I came across this problem from a completed CodeForces contest. The problem is called "An easy problem about trees".

Pieguy and Piegirl are playing a game. They have a rooted binary tree, that has a property that each node is either a leaf or has exactly two children. Each leaf has a number associated with it.

On his/her turn a player can choose any two leafs that share their immediate parent, remove them, and associate either of their values with their parent, that now became a leaf (the player decides which of the two values to associate). The game ends when only one node (the one that was the root of the tree) is left.

Pieguy goes first, and his goal is to maximize the value that will be associated with the root when the game ends. Piegirl wants to minimize that value. Assuming that both players are playing optimally, what number will be associated with the root when the game ends?

The size of the tree is up to 250 nodes.

No one in the contest solved this problem.

Question

What is an efficient algorithm to solve this problem?

I would be interested in answers either in C++ (which can be tested on the CodeForces site), or in Javascript (which would allow me to add AI to the game)

What I've tried

The problem can be simplified by choosing a threshold level T and answering the question "can piegirl guarantee to get a value less than or equal to T?". If we can solve this simpler problem, then we can use bisection to find the smallest value of T and this will be the answer to the original problem.

The simplifed problem is equivalent to a game with blobs: enter image description here

Rules:

  1. This is a two player game where the aim of the game is to join all the blobs to make a single giant blob of your colour.
  2. The players take turns to combine blobs.
  3. You can combine two neighbouring blobs of the same size. The final colour will be your colour if either of the two blobs were your colour.

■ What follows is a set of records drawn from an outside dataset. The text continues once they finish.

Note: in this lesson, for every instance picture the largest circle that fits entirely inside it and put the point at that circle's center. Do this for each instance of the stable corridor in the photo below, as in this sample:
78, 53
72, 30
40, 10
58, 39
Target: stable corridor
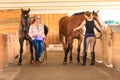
53, 69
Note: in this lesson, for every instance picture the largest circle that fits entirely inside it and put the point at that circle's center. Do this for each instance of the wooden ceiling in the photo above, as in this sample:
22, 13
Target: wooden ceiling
59, 6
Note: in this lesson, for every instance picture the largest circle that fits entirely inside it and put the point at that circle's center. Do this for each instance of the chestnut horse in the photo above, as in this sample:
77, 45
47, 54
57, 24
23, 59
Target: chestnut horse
66, 26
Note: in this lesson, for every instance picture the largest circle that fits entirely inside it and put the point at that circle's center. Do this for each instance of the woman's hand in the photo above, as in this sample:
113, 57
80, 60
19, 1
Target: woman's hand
35, 36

I made a demo of this game here to try to get a feel for the strategy.

So far it feels like:

  1. It is good to make big blobs of your colour
  2. There are often traps where there is a subpuzzle where whoever moves first will lose out
  3. The player with the last move only needs to make one of the top two subpuzzles have their colour, while the other player needs to make both the subpuzzles have their colour
  4. There are often areas with a number of waiting moves that can be made that will not affect the final colour of the subpuzzle.

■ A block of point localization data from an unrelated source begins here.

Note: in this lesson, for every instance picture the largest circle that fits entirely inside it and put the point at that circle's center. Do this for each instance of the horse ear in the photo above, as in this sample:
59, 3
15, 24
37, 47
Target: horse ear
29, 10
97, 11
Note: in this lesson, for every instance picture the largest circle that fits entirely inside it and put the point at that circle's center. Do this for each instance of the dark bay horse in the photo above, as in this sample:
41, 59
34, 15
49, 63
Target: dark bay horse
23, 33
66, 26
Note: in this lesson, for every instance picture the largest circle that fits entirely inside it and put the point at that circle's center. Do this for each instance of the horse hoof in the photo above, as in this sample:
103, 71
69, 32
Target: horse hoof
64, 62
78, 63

I think a simple minimax lookahead (e.g. with an evaluation function that scores big blobs higher) may well work well in practice, but it feels like there should be an even better algorithm that solves this optimally.

Any one have any further ideas?

UPDATE

I've added a minimax solver to the demo (click FindBest to make the computer play a move). This works fine for depth up to 4, solving in milliseconds, but takes ages to think for depths 5 and above. I could accelerate this a bit by saving the results for previously seen positions, but even with this improvement it will still have an enormous state space to explore.

  • This question should be in the game development section! – Abdul Jabbar Aug 26 '14 at 10:47
  • It might be helpful if you can prove that it can never be advantageous to pick a non-locally-optimal child. I.e. regardless of which cherry Piegirl decides to remove, is she always better off (or at least as well off) picking the smaller of the two leaves' numbers to assign to the new leaf? I would start by first of all considering caterpillar trees, where there is only ever one cherry. – j_random_hacker Aug 26 '14 at 12:16
  • @j_random_hacker I think choosing locally optimal is always the best move because when it is transformed into the blobs game it seems obvious that you never want to choose to combine blobs of different colour to make your opponents colour. – Peter de Rivaz Aug 26 '14 at 12:53
  • This is just a vanilla minimax problem, isn't it? Can you demo some cases where minimax fails, so we can address those points instead? – aec Aug 26 '14 at 14:19
  • @aec Minimax should work fine, but it is just far too slow to solve a case with 250 nodes optimally. Nevertheless, I do think this is a promising idea - I'll code it up tonight as I think it might be interesting to play against the computer for some small levels where there is a guaranteed win with optimal play. – Peter de Rivaz Aug 26 '14 at 14:38
1

This is not a complete answer, but it's too long for a comment.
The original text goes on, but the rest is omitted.